Earlier in the week I became involved in a discussion on Twitter about alternative approaches to the management of chronic pain. I had just published an article, Our Pain, Our Brain and Our Nervous System. I work very hard to stay off pain killers and am very happy with my progress. In this twitter conversation I was told by an American MD there is no evidence supporting activity as a strategy. I wished my pain clinicians had been in my study so they could have taken over! As I was somewhat outnumbered and I do find 140 characters limiting, I bowed out of the conversation. I felt it didn’t matter what evidence I presented, I was not going to be heard. Two of the participants in that conversation reached out and I am communicating with them individually.
That experience got me thinking. We, both doctors and patients, are happy to use our new imaging technologies. We are grateful there is now a way to save a G.C.M. patient. We embrace biologics such as adalimumab. Why then are some so resistant to the concept there may be other ways to treat chronic pain than pain killers? UK studies have found GPs are “unconfident” discussing exercise with patients. This is perhaps related to the bigger picture.
The Pain Management Research Institute (University of Sydney) offers the ADAPT program.
When no effective or curative treatments are available the person in pain needs to shift their focus from seeking pain-relieving treatments to things they can do something about, despite ongoing pain.
These include increased activities, physical fitness, strength, mood, sleep, reducing reliance on unhelpful medication, developing useful coping strategies, improving relationships at home, getting back to suitable work, etc.
This requires that the person in pain has a good understanding of their pain and accepts the idea of living a normal life despite ongoing pain.
I can attest it doesn’t happen overnight. Yes, it takes effort. But the rewards and results are worth it.
Alternatives to pain killers are definitely worth considering. The programs do have exclusion criteria (refer the ADAPT link above) and people like myself with underlying on-going medical conditions do face additional challenges. It works for so many of us. What have you got to lose? More importantly, what can you gain?
Use of strong pain killers can result in drowsiness – no driving, perhaps unable to work, limits social interaction.

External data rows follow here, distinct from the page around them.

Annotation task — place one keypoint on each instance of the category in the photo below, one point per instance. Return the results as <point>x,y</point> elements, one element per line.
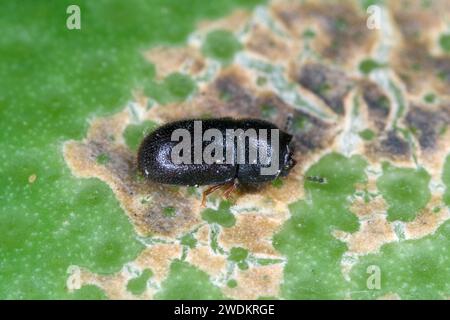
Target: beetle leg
<point>209,191</point>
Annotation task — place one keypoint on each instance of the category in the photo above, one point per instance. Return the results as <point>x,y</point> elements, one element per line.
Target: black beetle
<point>155,160</point>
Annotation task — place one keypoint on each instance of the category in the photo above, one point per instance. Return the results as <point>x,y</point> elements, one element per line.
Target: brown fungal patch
<point>378,105</point>
<point>373,233</point>
<point>428,220</point>
<point>363,208</point>
<point>310,132</point>
<point>257,281</point>
<point>206,260</point>
<point>330,84</point>
<point>426,125</point>
<point>264,43</point>
<point>422,72</point>
<point>144,202</point>
<point>415,61</point>
<point>157,258</point>
<point>391,145</point>
<point>342,29</point>
<point>254,232</point>
<point>168,60</point>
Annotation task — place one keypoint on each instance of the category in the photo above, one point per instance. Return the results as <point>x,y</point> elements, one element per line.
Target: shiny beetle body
<point>154,155</point>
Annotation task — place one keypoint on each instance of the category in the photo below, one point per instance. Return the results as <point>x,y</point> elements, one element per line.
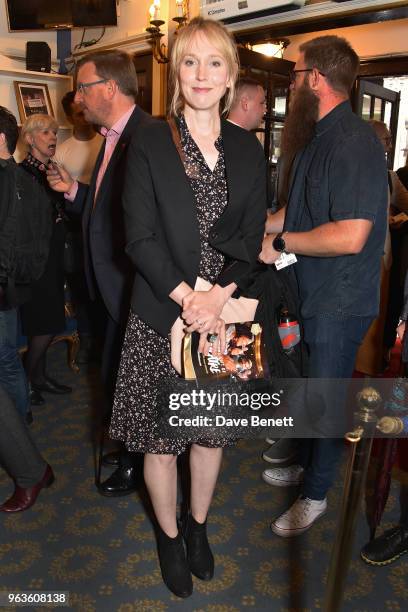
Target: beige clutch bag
<point>239,310</point>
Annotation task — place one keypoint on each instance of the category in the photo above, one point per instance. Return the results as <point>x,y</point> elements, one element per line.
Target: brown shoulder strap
<point>176,139</point>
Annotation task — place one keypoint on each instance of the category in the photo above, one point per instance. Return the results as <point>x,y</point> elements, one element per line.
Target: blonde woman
<point>43,315</point>
<point>203,216</point>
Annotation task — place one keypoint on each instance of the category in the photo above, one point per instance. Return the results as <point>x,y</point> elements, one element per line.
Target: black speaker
<point>38,56</point>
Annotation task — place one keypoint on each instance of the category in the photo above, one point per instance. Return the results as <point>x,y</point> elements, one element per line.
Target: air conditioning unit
<point>230,11</point>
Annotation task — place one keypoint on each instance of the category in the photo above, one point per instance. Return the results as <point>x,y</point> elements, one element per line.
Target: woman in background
<point>43,316</point>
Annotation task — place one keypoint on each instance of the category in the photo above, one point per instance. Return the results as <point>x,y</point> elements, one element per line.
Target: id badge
<point>284,260</point>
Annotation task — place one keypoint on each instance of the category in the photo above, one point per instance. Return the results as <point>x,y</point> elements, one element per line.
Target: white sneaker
<point>299,517</point>
<point>284,477</point>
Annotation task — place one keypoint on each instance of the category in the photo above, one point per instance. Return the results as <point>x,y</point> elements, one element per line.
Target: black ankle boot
<point>173,563</point>
<point>199,555</point>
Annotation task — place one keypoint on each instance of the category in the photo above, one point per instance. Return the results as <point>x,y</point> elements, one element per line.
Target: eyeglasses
<point>293,73</point>
<point>82,87</point>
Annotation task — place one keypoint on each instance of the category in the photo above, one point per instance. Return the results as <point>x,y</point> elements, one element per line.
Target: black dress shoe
<point>199,555</point>
<point>387,547</point>
<point>173,564</point>
<point>112,459</point>
<point>36,399</point>
<point>51,386</point>
<point>123,481</point>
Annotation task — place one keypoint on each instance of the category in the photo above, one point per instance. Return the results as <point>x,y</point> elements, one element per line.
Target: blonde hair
<point>218,36</point>
<point>38,121</point>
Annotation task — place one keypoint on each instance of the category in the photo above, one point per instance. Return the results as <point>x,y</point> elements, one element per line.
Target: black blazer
<point>161,224</point>
<point>107,267</point>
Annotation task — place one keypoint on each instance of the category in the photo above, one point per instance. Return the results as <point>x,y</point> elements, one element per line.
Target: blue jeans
<point>12,375</point>
<point>333,342</point>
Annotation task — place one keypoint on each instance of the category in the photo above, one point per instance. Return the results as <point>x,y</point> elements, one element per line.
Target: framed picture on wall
<point>32,98</point>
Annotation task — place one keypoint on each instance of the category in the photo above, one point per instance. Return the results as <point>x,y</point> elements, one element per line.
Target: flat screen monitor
<point>49,14</point>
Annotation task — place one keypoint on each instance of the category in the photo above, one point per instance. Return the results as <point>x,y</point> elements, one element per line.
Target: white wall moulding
<point>311,12</point>
<point>228,10</point>
<point>137,43</point>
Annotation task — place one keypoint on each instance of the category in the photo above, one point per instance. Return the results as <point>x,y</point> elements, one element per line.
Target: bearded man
<point>335,179</point>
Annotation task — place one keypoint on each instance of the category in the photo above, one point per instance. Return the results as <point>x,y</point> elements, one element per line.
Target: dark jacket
<point>107,267</point>
<point>161,224</point>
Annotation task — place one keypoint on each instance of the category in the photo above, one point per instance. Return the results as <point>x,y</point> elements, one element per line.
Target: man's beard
<point>297,132</point>
<point>301,120</point>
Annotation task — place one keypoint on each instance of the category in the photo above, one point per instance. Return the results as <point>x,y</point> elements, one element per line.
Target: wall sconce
<point>155,23</point>
<point>273,48</point>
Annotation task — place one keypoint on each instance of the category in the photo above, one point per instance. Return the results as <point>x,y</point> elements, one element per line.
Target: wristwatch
<point>279,243</point>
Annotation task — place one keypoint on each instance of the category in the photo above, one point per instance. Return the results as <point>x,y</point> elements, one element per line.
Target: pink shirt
<point>112,136</point>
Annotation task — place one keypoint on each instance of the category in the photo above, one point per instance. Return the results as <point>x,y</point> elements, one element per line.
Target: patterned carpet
<point>102,550</point>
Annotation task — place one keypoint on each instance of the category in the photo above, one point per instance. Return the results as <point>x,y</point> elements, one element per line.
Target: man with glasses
<point>107,90</point>
<point>334,221</point>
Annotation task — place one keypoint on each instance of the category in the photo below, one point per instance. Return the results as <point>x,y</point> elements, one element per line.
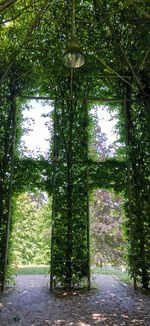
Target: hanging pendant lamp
<point>73,56</point>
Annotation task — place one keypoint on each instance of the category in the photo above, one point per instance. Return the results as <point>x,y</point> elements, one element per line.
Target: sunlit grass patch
<point>32,270</point>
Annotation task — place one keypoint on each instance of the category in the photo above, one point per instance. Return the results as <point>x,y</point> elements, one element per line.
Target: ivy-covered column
<point>137,218</point>
<point>70,225</point>
<point>7,151</point>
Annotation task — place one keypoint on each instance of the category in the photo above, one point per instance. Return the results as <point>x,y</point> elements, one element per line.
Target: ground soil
<point>110,304</point>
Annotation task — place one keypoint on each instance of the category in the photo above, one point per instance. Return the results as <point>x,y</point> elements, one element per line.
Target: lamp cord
<point>73,18</point>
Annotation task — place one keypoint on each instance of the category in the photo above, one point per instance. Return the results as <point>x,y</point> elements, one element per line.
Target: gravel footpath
<point>110,304</point>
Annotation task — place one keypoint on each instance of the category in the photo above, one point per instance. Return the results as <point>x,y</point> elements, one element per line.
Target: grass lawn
<point>42,269</point>
<point>33,270</point>
<point>122,276</point>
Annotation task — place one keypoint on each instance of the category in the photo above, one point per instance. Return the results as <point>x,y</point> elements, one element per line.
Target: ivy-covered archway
<point>115,36</point>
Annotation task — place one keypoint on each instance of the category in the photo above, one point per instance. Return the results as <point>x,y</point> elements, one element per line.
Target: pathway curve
<point>111,304</point>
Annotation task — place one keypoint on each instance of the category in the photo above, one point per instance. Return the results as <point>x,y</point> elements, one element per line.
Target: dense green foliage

One common one makes me and many other people very nauseous to the point all I can do is lie still. Not how I want to live my life. None of the pain killers cure the pain or help me live a normal life. We do less; as a result our bodies de-condition. As a result of that we most likely develop more pain. Weak muscles lead to unstable joints. I can’t build muscle strength if I am lying on the bed too nauseous to move from the use of a pain killer. I got my life back.